There is a persistent problem that centers on the constant rumors - and evidence as seen below - about the Commissioner’s family being hired by companies that have business either before the CIty Commission or the SEOPW CRA, and then watch as Commissioner leads the charge to further the interests, or carry the water bucket for these same companies.

IBecause he didn’t get a chance at the last meeting, I think that at the next Commission meeting Daniel Rotenberg needs to be provided the opportunity to talk without being waved away from the podium, and I’ll go even further by saying that I think that he needs to be put under oath, so that not only the members of City Commission, but also the attorneys for representing all of the bidders have an opportunity to question him as to just what exactly did he mean that things were not “peaceful,” and even more importantly, just what does he know about the fraudster Stephen Kneapler’s involvement and activities in pushing this deal forward, including his own conversations - if any - with Kneapler.

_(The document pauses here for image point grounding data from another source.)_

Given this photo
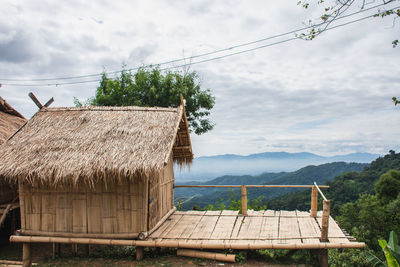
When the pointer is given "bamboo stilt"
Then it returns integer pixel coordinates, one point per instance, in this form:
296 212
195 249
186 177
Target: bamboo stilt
139 253
314 202
54 251
324 258
26 255
244 200
207 255
325 221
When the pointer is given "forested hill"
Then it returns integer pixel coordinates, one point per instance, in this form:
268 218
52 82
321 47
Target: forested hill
344 188
307 175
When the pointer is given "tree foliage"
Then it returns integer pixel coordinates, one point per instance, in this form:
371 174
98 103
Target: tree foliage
333 10
151 87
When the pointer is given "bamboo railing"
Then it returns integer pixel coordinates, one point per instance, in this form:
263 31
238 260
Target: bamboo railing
315 189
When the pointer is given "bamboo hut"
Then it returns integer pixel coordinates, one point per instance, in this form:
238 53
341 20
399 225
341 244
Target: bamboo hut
10 121
96 172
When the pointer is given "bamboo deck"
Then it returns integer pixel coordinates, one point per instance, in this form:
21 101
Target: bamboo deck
258 228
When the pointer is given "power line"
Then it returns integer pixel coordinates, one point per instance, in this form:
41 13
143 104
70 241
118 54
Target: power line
209 59
185 58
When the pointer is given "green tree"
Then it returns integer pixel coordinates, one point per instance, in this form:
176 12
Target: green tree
388 186
151 87
333 10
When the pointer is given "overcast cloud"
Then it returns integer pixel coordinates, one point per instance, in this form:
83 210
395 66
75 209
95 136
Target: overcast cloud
328 96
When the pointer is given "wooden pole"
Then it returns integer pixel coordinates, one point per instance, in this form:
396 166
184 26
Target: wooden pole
79 235
182 244
206 255
244 200
323 258
314 201
325 221
139 253
35 100
26 255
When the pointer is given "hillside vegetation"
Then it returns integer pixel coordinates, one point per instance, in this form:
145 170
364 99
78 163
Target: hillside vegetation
200 198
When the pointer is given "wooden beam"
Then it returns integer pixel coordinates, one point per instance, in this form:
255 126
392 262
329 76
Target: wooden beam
182 147
139 253
324 258
48 103
244 200
206 255
325 221
183 244
78 235
35 100
266 186
26 255
185 119
314 202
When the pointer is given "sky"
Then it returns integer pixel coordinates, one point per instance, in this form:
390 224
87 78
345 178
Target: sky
328 96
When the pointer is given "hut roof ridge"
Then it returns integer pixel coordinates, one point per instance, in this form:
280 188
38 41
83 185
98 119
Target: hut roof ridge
83 144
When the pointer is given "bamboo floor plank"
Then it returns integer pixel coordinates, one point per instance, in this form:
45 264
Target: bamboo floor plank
288 213
182 225
237 226
213 212
224 227
229 212
270 227
170 225
205 227
269 213
251 228
288 228
262 227
191 224
300 213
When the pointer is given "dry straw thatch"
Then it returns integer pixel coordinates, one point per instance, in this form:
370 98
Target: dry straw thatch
91 144
10 120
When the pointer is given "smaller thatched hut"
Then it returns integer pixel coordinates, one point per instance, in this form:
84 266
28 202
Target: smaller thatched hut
10 121
99 172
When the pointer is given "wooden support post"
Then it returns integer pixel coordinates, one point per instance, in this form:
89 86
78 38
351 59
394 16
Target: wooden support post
87 250
26 255
139 253
323 260
75 249
325 221
244 200
58 249
54 251
314 201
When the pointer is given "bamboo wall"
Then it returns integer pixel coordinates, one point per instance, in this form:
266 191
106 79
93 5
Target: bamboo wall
7 193
111 209
161 194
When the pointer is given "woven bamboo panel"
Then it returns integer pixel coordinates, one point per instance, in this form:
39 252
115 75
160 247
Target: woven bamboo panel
227 227
112 209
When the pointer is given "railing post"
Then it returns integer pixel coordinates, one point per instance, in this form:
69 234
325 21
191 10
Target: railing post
26 255
244 200
325 221
314 201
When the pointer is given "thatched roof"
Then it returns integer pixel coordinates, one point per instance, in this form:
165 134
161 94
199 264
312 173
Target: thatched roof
10 120
75 145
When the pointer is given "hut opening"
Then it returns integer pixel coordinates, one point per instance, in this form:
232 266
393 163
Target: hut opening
97 172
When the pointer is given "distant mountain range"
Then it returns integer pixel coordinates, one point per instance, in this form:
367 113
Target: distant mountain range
209 167
201 197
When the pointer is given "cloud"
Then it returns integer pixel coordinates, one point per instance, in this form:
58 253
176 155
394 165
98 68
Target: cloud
329 95
16 46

It’s not often that such a high level city employee claims he has inside information and expresses a hope he gets to tell what he knows at a City Commission meeting.

In fact, I would go further and say that the first people that need to interview Mr. Rotenberg is the FBI.

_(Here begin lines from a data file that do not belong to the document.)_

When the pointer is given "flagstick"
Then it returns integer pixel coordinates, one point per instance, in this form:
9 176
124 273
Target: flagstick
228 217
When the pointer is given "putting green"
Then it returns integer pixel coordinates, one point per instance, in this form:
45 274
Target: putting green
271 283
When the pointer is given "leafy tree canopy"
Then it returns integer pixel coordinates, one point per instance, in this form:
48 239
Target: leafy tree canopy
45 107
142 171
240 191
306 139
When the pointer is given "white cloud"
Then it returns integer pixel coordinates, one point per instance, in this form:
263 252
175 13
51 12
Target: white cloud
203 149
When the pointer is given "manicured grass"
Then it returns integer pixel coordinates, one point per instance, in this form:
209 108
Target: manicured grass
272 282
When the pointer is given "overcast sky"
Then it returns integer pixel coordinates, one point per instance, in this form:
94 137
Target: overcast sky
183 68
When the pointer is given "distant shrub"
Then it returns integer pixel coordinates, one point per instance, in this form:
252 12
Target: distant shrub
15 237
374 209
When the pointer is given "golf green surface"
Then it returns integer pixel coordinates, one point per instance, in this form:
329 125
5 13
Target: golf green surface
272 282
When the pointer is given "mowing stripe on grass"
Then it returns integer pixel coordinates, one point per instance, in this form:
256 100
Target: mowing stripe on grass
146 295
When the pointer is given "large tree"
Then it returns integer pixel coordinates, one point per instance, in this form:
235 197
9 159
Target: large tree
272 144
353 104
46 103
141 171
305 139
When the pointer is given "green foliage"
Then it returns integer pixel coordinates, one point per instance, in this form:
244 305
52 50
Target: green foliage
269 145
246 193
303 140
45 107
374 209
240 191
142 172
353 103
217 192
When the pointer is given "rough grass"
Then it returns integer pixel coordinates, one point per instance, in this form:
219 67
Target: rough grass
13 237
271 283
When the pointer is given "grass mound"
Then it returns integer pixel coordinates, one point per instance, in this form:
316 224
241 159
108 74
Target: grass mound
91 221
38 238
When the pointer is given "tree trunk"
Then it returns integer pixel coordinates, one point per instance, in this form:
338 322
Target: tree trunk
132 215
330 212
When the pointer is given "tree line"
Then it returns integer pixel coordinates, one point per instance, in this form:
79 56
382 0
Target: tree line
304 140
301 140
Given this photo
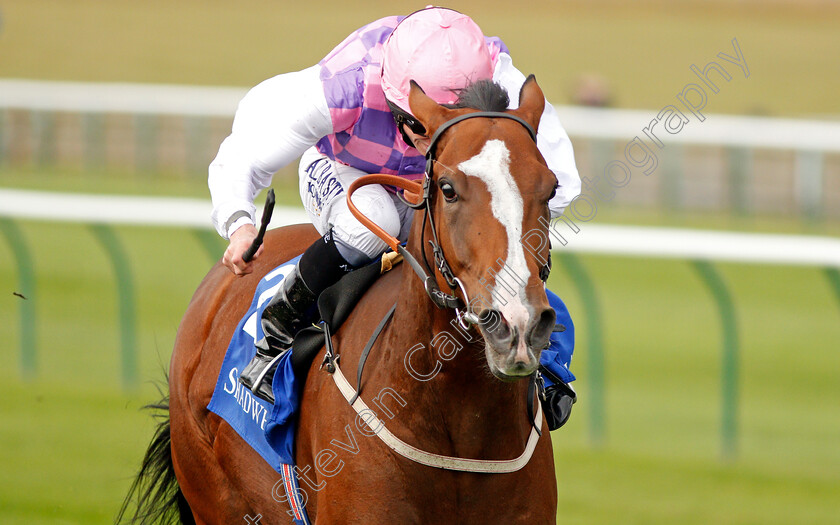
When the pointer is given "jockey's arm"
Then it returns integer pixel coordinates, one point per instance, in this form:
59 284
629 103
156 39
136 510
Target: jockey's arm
552 140
274 124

Maybe Daniel Rotenberg might decide that this is a very good time to claim Whistleblower status, and get the legal protection that that claim provides.

This RFP has been a skanky deal from the beginning, and the persistent allegations from numerous parties in and out of city government who all claim to be privy to knowledge of the fraudster Stephen Kneapler working behind the scenes to get this contract approved for his former - and perhaps future - business partner Robert Christoph Jr.; the hiring of the Commission’s Chairman’s auntie as a lobbyist two weeks before the item to consider the protests came up for discussion - but after the information about the environmental spill became public - along with the whys and hows of what really went on behind closed doors, and what kinds of deals or arrangements may have been offered for a favorable vote to reject the protests all raise serious questions as to just what has been going on behind the scenes, and that make it’s past time for the FBI move into Miami City Hall.

It’s Miami, Bitches!


Nor was Commissioner Hardemon’s auntie Barbara the only interesting lobbyist to register on behalf one of the bidders for this proposal. Fernando Diez, the former campaign manager for Commissioner Ken Russell was hired by Suntex.

Diez has come a long way since he worked for lobbyist Steve Marin, and after supposedly toying with the idea of following a career path of working on political campaigns, it looks like he’s decided that maybe lobbying offers more financial rewards.